Gibt es somit eine "Christenpflicht", nach dem eigenen Tod seine Organe zu spenden? So wird immer wieder gefragt. Ich nehme eine andere Pflicht in den Blick. Papst Johannes Paul II. sprach mehrfach von einer "Pflicht zur Heiligkeit". Papst Franziskus sprach wiederum davon, dass wir "alle zur Heiligkeit berufen" sind. Sein Apostolisches Schreiben "Gaudete et exsultate" von 2018 handelt vom "Ruf zur Heiligkeit". Nach Canon 387 CIC soll der Diözesanbischof alles daransetzen, die Heiligkeit der Gläubigen zu fördern. Nach dem Katechismus ergeht an alle Getauften der "Ruf zur Heiligkeit". Mit Blick auf die Organspende kann man davon sprechen, dass an alle Getauften der Ruf zur Heiligkeit ergeht, ebenso der Ruf zur Organspende. Beide Themen zusammenbringend, lässt sich sagen: Organspende ist eine letzte Stufe zur Heiligkeit.

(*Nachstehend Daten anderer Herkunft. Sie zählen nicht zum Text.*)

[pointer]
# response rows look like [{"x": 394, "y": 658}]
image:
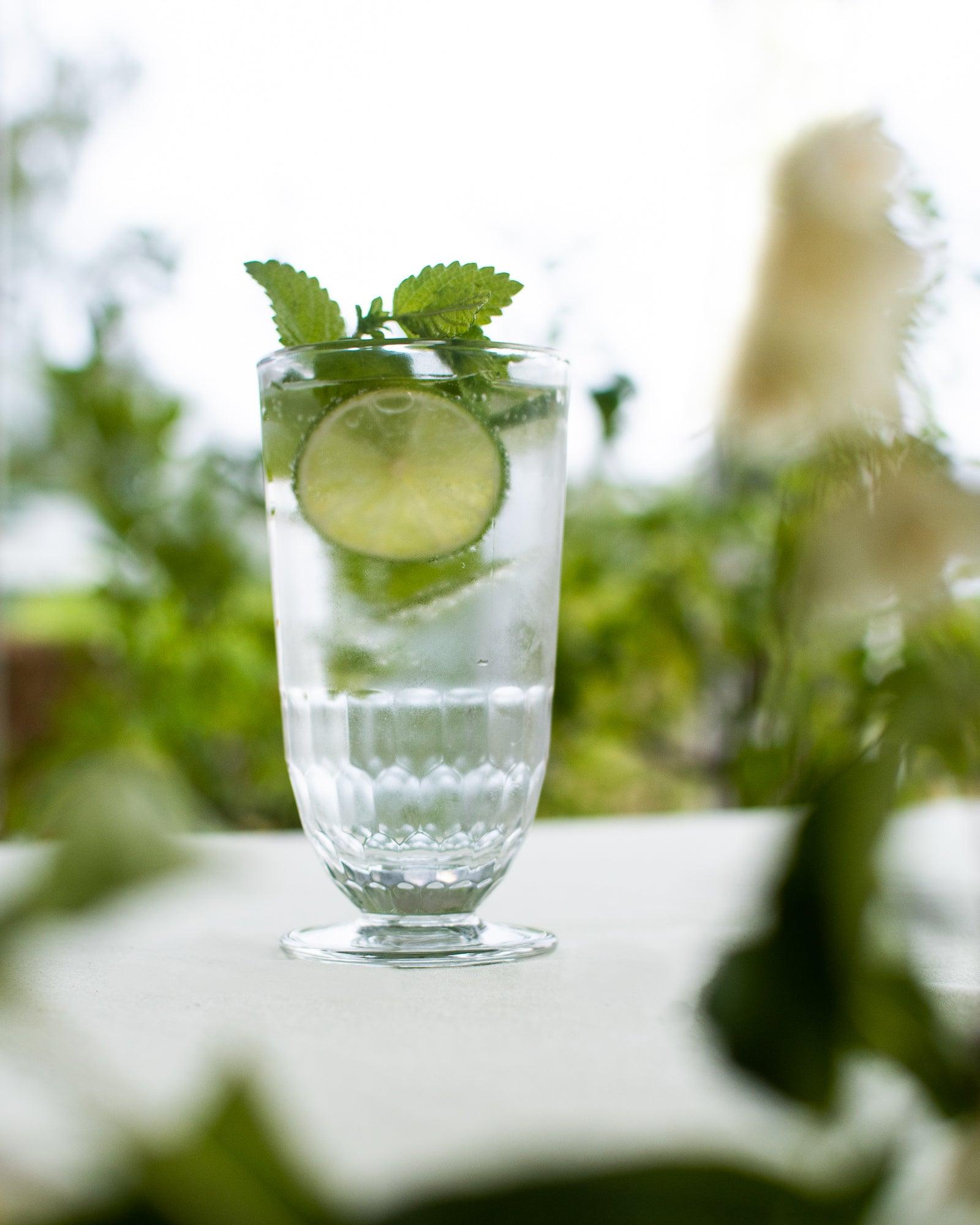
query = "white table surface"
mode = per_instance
[{"x": 395, "y": 1082}]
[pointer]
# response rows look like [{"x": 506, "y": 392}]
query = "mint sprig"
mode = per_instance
[
  {"x": 444, "y": 302},
  {"x": 448, "y": 301},
  {"x": 303, "y": 312}
]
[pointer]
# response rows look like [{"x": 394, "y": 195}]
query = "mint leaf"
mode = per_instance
[
  {"x": 448, "y": 301},
  {"x": 303, "y": 312}
]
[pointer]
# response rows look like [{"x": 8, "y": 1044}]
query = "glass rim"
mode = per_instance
[{"x": 459, "y": 346}]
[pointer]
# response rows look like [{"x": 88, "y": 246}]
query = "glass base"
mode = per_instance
[{"x": 418, "y": 943}]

Gott und auch der Gesetzgeber überlässt unter Wahrung des Selbstbestimmungsrechts jedem Einzelnen die Wahl, mit einem "Ja"der Organspende zuzustimmen oder mit einem "Nein" ihr zu widersprechen. Es ist jedoch ein Trugschluss, davon abzuleiten, dass beides gleich gültig sei. Um den Menschen dies zu verdeutlichen, sollte die katholische Kirche sich dazu entschließen, allen Organspendern den Status eines Seligen zuzusprechen. Damit würde deutlicher: Wir sind zur Nachfolge Christi und damit zur Heiligkeit berufen, ebenso zur Organspende. Wir haben die freie Wahl, ob wir diesem Ruf folgen oder eigene Wege gehen. Gleich gültig sind beide Wege keinesfalls.
Der Autor
Pater Klaus Schäfer SAC lebt und arbeitet in der Kommunität der Pallottiner im Vorderen Bayerischen Wald. Er war fünfzehn Jahre Krankenhausseelsorger in den St. Vincentius-Kliniken in Karlsruhe, mehrere Jahre Rektor der Hausgemeinschaft des Paulusheims in Bruchsal und ist seit 2017 in Regensburg wieder als Klinikseelsorger tätig. Schäfer hat zahlreiche Schriften veröffentlicht und hält auf Anfrage Vorträge und Schulungen. Dabei reichen seine Themen von Hirntod und Organtransplantation bis zu Krankheit, Stillgeburt, Sterben, Tod und Trost.